Perlu diingat, meskipun namanya berbau-bau CDMA, W-CDMA tak ada kaitannya dengan migrasi teknologi CDMA. Teknologi ini sejatinya adalah evolusi teranyar Global System for Mobile Communications (GSM). Bukan saja tak berkaitan, GSM dan CDMA malah bersaing satu sama lain.
Mengingat kebutuhan akan layanan komunikasi bergerak bukan hanya untuk suara tapi juga data, akhirnya GSM didukung oleh General Packet Radio Service (GPRS) yang memiliki kecepatan data hingga 115 kilobita per detik (kbps).
Teknologi 2,5G ini memungkinkan koneksi Internet di telepon seluler tanpa perlu dial-up terlebih dulu. Namun, karena masih serba-tanggung, teknologi ini di-upgrade lagi ke Enhanced Data Rates for GSM Evolution. Teknologi 2,75-G ini memiliki kecepatan pengiriman data hingga 384 Kbps.

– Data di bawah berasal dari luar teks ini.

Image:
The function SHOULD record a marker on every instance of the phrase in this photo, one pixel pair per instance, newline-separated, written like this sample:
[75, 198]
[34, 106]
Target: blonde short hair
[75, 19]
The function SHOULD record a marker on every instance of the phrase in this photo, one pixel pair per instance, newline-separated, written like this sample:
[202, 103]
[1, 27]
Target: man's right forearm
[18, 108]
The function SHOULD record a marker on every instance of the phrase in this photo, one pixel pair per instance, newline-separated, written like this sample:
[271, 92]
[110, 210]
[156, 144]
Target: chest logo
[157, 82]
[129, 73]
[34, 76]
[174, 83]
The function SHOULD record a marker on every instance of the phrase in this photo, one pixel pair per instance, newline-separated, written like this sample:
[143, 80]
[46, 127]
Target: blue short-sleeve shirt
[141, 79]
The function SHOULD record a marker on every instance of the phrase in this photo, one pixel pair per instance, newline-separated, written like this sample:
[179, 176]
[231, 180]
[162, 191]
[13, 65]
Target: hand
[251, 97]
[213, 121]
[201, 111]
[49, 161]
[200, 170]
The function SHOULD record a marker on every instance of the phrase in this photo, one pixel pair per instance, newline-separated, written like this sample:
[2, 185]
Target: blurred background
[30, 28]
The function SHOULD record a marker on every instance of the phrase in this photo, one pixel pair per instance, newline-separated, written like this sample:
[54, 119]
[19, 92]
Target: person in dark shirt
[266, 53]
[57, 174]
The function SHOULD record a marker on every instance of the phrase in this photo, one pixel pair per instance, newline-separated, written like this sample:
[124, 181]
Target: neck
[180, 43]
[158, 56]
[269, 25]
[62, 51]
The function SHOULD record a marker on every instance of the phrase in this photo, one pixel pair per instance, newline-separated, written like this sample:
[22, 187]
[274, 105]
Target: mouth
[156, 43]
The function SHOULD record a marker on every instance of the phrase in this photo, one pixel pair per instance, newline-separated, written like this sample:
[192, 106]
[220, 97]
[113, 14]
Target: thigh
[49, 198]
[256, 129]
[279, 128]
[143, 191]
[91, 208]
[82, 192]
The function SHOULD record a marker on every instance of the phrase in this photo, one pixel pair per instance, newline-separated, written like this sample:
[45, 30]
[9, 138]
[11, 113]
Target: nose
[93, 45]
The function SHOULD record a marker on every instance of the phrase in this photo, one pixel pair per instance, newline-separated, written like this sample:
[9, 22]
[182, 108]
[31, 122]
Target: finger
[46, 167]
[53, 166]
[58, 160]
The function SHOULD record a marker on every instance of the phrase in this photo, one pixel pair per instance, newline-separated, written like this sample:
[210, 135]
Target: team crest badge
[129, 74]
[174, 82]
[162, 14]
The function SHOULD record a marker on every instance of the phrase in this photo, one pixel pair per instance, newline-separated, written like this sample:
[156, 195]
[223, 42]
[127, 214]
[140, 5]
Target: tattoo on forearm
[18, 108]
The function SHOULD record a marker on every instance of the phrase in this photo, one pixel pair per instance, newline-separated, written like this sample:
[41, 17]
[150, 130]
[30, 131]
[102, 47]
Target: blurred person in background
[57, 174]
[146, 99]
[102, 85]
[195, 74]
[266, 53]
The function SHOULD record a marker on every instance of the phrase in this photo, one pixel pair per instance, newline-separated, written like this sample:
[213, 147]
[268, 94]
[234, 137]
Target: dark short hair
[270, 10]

Mau lebih cepat lagi? Tidak bisa. Ternyata "ilmu"-nya GSM sudah mentok sampai di sini karena memang sejak awal hanya didesain untuk suara. Akhirnya, kecepatannya bisa ditingkatkan menjadi 2 megabita per detik (mbps). Namun, karena pengembangannya meminjam konsep air-interface-nya CDMA, akhirnya teknologi generasi ketiga GSM ini dinamakan W-CDMA.
Pekan lalu, tiga operator besar GSM di Indonesia, Telkomsel, Indosat, dan Excelcom, berhasil mengantongi lisensi layanan 3G W-CDMA menyusul dua operator baru berlisensi serupa, Cyber Access Communication dan Natrindo Telepon Seluler. Saat ini jumlah pengguna GSM di Indonesia tercatat sudah melebihi angka 30 juta.

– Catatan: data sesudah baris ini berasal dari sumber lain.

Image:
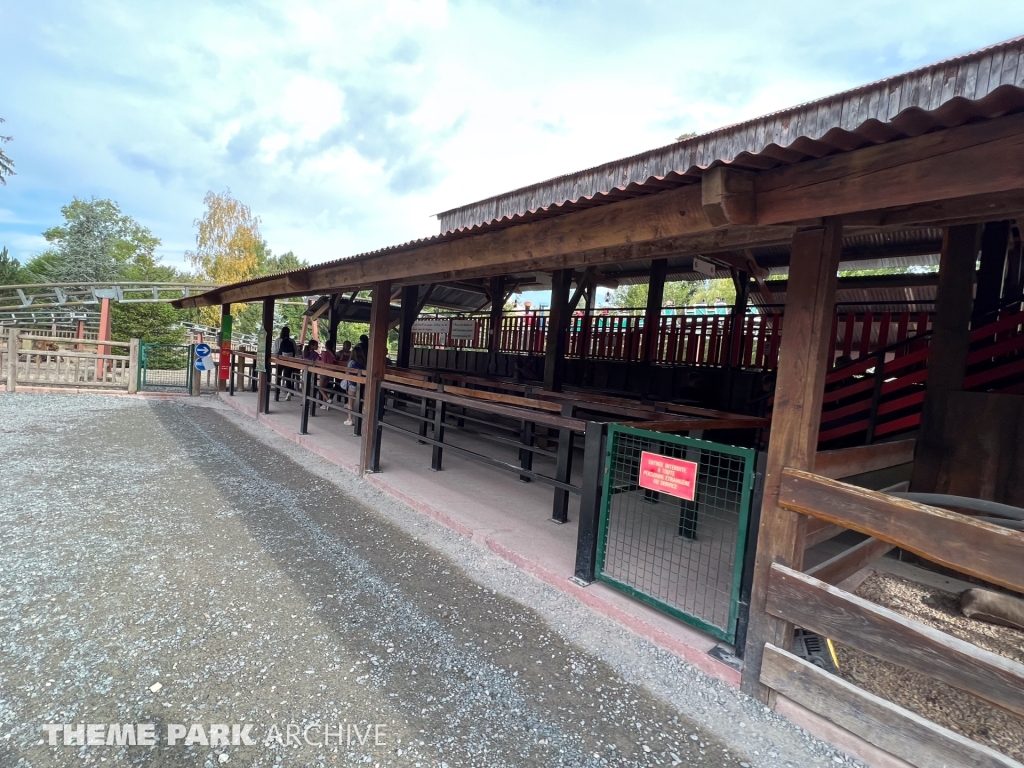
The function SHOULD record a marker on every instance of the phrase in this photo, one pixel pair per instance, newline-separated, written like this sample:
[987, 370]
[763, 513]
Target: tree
[97, 243]
[6, 164]
[228, 247]
[94, 245]
[11, 271]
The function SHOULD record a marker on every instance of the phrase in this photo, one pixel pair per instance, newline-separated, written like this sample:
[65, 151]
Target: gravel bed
[174, 562]
[931, 698]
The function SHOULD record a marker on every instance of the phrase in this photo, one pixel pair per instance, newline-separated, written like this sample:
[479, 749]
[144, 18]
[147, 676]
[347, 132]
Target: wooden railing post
[802, 370]
[133, 367]
[12, 358]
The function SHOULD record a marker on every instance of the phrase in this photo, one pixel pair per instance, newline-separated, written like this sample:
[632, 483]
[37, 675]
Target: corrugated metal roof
[984, 84]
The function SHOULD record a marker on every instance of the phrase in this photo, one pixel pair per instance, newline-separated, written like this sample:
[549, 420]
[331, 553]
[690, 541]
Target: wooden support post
[264, 376]
[803, 361]
[12, 358]
[104, 335]
[742, 283]
[497, 290]
[305, 328]
[133, 372]
[994, 240]
[558, 323]
[333, 317]
[563, 468]
[950, 341]
[652, 313]
[379, 312]
[409, 311]
[590, 299]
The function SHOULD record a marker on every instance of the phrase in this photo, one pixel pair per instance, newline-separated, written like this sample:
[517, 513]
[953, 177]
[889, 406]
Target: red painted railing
[683, 339]
[883, 394]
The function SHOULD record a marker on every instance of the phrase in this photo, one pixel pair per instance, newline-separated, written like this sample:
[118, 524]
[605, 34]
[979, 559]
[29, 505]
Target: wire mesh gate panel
[684, 557]
[165, 366]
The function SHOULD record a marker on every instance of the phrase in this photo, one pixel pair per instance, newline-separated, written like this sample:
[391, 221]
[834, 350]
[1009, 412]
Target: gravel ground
[171, 562]
[933, 699]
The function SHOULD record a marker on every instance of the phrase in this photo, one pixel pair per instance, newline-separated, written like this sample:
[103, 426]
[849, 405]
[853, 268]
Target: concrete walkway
[492, 507]
[175, 564]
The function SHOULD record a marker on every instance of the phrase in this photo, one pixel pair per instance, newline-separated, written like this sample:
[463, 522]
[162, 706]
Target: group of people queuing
[347, 356]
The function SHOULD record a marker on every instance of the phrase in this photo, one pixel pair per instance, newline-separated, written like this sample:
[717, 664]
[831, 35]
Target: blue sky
[345, 126]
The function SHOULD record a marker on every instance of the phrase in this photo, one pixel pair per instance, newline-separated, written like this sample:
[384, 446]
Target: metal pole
[590, 502]
[12, 359]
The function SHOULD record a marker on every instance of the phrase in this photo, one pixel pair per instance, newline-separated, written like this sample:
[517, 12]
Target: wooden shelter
[931, 160]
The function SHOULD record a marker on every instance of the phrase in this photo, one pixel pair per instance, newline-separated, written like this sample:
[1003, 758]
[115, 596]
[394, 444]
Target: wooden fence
[682, 338]
[979, 549]
[33, 360]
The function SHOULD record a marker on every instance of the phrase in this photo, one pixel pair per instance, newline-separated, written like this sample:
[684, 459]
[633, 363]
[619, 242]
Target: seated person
[358, 363]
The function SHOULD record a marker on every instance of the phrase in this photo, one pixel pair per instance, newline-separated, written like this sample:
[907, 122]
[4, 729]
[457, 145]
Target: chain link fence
[679, 548]
[166, 366]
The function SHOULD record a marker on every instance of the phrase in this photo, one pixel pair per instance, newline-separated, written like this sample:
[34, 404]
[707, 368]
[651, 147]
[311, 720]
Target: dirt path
[161, 564]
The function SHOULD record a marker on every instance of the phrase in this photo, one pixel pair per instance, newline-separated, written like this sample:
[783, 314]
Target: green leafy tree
[11, 271]
[157, 322]
[6, 164]
[95, 244]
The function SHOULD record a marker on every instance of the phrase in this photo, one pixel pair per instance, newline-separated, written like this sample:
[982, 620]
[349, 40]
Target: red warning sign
[672, 476]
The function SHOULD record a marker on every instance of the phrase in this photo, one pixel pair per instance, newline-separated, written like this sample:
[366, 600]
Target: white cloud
[345, 125]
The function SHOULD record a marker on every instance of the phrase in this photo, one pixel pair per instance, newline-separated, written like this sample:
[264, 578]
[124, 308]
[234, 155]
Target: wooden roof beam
[937, 176]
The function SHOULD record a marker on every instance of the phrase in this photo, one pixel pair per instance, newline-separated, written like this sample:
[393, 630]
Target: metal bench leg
[563, 470]
[526, 457]
[437, 453]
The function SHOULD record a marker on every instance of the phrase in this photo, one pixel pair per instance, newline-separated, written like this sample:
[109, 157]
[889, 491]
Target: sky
[346, 126]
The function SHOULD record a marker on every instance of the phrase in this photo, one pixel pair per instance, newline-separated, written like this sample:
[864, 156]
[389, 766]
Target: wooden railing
[45, 361]
[883, 393]
[987, 552]
[684, 336]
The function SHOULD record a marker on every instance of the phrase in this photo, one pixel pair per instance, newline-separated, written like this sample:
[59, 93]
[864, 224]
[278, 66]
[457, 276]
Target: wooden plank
[853, 461]
[652, 311]
[705, 413]
[557, 329]
[979, 549]
[380, 310]
[885, 634]
[410, 382]
[979, 159]
[685, 425]
[845, 564]
[509, 399]
[949, 347]
[727, 196]
[797, 413]
[511, 412]
[892, 728]
[819, 530]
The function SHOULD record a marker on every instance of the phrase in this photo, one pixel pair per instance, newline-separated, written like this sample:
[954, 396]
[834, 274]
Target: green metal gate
[683, 557]
[165, 366]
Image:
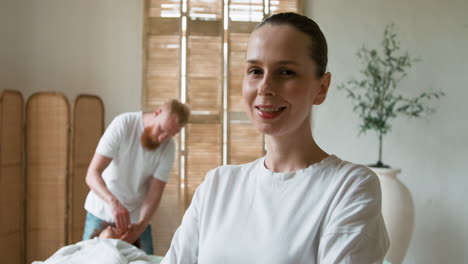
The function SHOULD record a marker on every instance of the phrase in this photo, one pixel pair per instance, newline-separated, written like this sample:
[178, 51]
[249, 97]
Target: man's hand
[121, 216]
[133, 233]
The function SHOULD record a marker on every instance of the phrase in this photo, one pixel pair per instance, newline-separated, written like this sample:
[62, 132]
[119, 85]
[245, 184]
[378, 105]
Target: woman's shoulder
[351, 173]
[232, 173]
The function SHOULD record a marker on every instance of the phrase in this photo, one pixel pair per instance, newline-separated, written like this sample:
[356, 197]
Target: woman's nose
[266, 86]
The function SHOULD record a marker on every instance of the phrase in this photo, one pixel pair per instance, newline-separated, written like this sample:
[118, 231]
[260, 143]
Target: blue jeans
[93, 223]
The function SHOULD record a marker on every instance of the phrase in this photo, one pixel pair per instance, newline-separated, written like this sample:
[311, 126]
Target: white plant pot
[398, 213]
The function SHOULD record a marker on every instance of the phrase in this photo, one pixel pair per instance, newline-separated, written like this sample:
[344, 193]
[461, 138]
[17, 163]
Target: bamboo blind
[162, 81]
[11, 177]
[190, 55]
[47, 134]
[88, 126]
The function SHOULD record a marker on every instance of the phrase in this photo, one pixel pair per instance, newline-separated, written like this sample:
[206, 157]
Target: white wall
[9, 37]
[84, 46]
[432, 153]
[90, 46]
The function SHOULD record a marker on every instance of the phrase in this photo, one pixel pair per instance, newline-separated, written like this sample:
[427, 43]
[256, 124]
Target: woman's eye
[287, 72]
[255, 71]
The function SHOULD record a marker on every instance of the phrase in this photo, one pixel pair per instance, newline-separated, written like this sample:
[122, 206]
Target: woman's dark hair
[318, 50]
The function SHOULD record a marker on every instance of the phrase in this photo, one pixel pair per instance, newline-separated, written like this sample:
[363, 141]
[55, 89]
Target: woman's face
[280, 82]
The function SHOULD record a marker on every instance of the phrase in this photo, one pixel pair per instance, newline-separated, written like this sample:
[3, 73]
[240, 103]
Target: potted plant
[377, 99]
[375, 96]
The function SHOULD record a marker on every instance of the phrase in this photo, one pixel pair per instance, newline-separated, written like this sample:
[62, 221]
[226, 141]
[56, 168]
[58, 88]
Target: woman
[297, 204]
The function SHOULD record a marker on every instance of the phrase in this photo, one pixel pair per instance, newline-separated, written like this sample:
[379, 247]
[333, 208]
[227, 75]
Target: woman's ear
[323, 88]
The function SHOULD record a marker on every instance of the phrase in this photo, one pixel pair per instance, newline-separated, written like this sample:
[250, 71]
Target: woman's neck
[292, 152]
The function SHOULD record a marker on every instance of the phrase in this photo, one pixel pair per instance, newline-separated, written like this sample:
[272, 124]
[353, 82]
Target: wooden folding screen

Apakah ini berarti layanan 3G baru akan dimulai di Indonesia? Tidak juga. Jika pertanyaannya 3G jalur GSM, memang iya. Tapi sesungguhnya 3G jalur lainnya, yakni CDMA2000 1x, sudah beroperasi di Indonesia sejak tiga tahun lalu. Disumbang oleh pengguna Flexi, Esia, Fren, dan StarOne, jumlah pengguna layanan ini sudah lebih dari 5 juta orang. Angka tersebut secara resmi sudah digunakan CDMA Development Group untuk menggambarkan statistik 3G di Asia Tenggara dan Indonesia menjadi "penyumbang" jumlah pelanggan terbesar.
Pasalnya, meskipun masih tergolong 2,75G, teknologi 2000 1x sejatinya merupakan "3G ready" karena proses upgrade-nya ke EV-DO (Rel-0, Rev-A, dan Rev-B) berlangsung sangat mudah. Operatornya tak perlu sibuk cari frekuensi baru– apalagi ikut tender segala.
Jadi ucapan selamat datang sesungguhnya ditujukan buat pengguna generasi ketiga jalur GSM, bukan CDMA.